XXIII domenica del T.O. anno C

Sap 9,13-18; Sal 89; Fm 1,9-10.12-17; Lc 14,25-33
Iniziamo il commento delle letture di questa domenica dall’ultima riga evangelica: “Chi non rinuncia a tutti i suoi averi, non può essere mio discepolo.” Dopo aver fatto riflettere su “primo/ultimo”, oggi riflettiamo sulla proposta radicale che Gesù si pone davanti: il tutto.

Gesù non ci fa fare una scelta nel vuoto, ma chiede di farne una ponderata, una della rinuncia; nelle nostre scelte non siamo mai soli, sia per il sì sia per il no, perché abbiamo sempre chi può suggerire la scelta ponderata, ma che tocca ugualmente a noi stessi dare la risposta definitiva.

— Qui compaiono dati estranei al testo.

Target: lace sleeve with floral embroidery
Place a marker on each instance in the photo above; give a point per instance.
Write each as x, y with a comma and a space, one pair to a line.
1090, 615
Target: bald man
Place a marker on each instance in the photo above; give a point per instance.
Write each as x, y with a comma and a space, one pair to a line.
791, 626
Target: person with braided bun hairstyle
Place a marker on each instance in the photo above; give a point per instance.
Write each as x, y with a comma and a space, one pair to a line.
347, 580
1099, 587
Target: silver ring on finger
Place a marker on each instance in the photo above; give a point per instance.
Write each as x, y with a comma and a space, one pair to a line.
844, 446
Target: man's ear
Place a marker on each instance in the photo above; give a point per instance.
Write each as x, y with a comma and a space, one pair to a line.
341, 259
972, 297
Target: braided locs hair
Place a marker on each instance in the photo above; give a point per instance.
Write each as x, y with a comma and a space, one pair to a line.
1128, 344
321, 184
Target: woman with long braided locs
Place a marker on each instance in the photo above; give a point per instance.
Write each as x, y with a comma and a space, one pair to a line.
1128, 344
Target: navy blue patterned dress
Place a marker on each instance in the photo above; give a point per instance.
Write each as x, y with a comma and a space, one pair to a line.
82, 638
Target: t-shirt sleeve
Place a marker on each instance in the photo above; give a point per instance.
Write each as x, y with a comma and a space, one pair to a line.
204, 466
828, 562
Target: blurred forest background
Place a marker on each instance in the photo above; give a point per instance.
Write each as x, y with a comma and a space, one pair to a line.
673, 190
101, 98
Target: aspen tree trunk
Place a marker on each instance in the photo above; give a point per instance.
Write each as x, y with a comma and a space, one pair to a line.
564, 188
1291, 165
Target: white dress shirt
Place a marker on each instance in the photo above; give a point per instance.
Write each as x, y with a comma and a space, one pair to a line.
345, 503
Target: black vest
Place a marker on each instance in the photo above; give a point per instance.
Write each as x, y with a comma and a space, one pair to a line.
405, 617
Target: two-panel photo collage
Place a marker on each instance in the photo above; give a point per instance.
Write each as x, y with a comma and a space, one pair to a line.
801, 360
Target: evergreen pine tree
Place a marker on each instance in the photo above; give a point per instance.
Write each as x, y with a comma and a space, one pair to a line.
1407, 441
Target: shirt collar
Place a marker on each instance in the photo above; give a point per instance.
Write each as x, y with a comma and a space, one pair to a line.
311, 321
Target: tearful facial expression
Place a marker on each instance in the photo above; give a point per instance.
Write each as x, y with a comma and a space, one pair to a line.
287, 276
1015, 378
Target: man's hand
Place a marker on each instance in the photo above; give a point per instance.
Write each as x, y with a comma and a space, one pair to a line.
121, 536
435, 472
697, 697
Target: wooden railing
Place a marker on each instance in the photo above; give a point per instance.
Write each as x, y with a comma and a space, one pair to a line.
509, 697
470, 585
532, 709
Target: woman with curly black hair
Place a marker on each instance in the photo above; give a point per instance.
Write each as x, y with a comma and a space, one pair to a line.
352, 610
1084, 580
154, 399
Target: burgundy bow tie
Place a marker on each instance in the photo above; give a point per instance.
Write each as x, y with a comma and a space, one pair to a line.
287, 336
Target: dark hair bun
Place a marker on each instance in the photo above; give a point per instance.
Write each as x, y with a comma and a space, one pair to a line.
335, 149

Notiamo come in questo particolare passaggio colui che si pone alla sequela di Cristo non è più un “diventare” ma un “presente”, che opera già in questo momento ossia non ha più bisogno di aspettare il futuro, ma chiede al discepolo di agire subito in questo momento, come quando afferma: “colui che non porta la propria croce e non viene dietro a me, non può essere mio discepolo.”

La pagina evangelica è attraversata da un ritornello, ripetuto tre volte, “non può essere mio discepolo“, attraverso tre quadri successivi che delinea il suo discepolo.

Il primo quadro si apre con una parola scandalosa: “odiare”; bisogna troncare con un taglio netto tutti i legami col passato, bisogna odiare padre, madre, moglie, e persino se stessi. Il linguaggio biblico in molti ambiti del vissuto si esprime per antitesi aperta (“nessun servo può servire a due padroni: o odierà l’uno e amerà l’altro...”); è come se tutto fosse diviso in due parti, non c’è la terza via. O si ama o si odia.

In occidente siamo più flessibili, accomodanti, proponiamo la terza via: tra l’amore e l’odio c’è posto per l’antipatia, l’indifferenza, la simpatia… anche nei sentimenti non si adotta la rigidità.

Vediamo il secondo quadro che ha al centro la croce. La croce si stampa su tutte le nostre giornate della vita; la via crucis non dura solo il primo pomeriggio del venerdì santo, Gesù è in agonia sino alla fine dei secoli… come per dire che la perfezione si raggiunge con l’impegno, la sofferenza, la persistenza,

Ed eccoci al terzo quadro, che contiene le due parabole: quella della costruzione della torre e i piani per fare una guerra. Il senso immediato delle due parabole ricalca quello della prima scena: l’impresa di seguire Gesù è difficile, non la si può affrontare con leggerezza e superficialità, è una scelta ponderata e ragionata.

L’amore radicale per il Regno, la croce da portare, la rinuncia agli averi: ecco tre lineamenti fondamentali del discepolo di Cristo. Non soffermiamoci sulle difficoltà che rappresentano le parole, ma poniamo l’accento sul verbo principale, ossia diventare discepolo.

Il centro focale delle parole di Gesù non è sulla rinuncia, ma sulla conquista, non sul punto di partenza, ma sulla mèta da raggiungere, testimoni e imitatori di Cristo: “io non sono/ ancora e mai/ il Cristo, /ma io sono questa/ infinita possibilità.” (D. M. Turoldo).

La nostra vita ci pone la scelta di scegliere o essere scelto, ossia avere il coraggio del “tutto umano” con cui rinnegare Cristo per vivere la comodità del mondo, oppure rinunciare a tutto del mondo per amare radicalmente la sequela di Cristo, e avere l’amore eterno.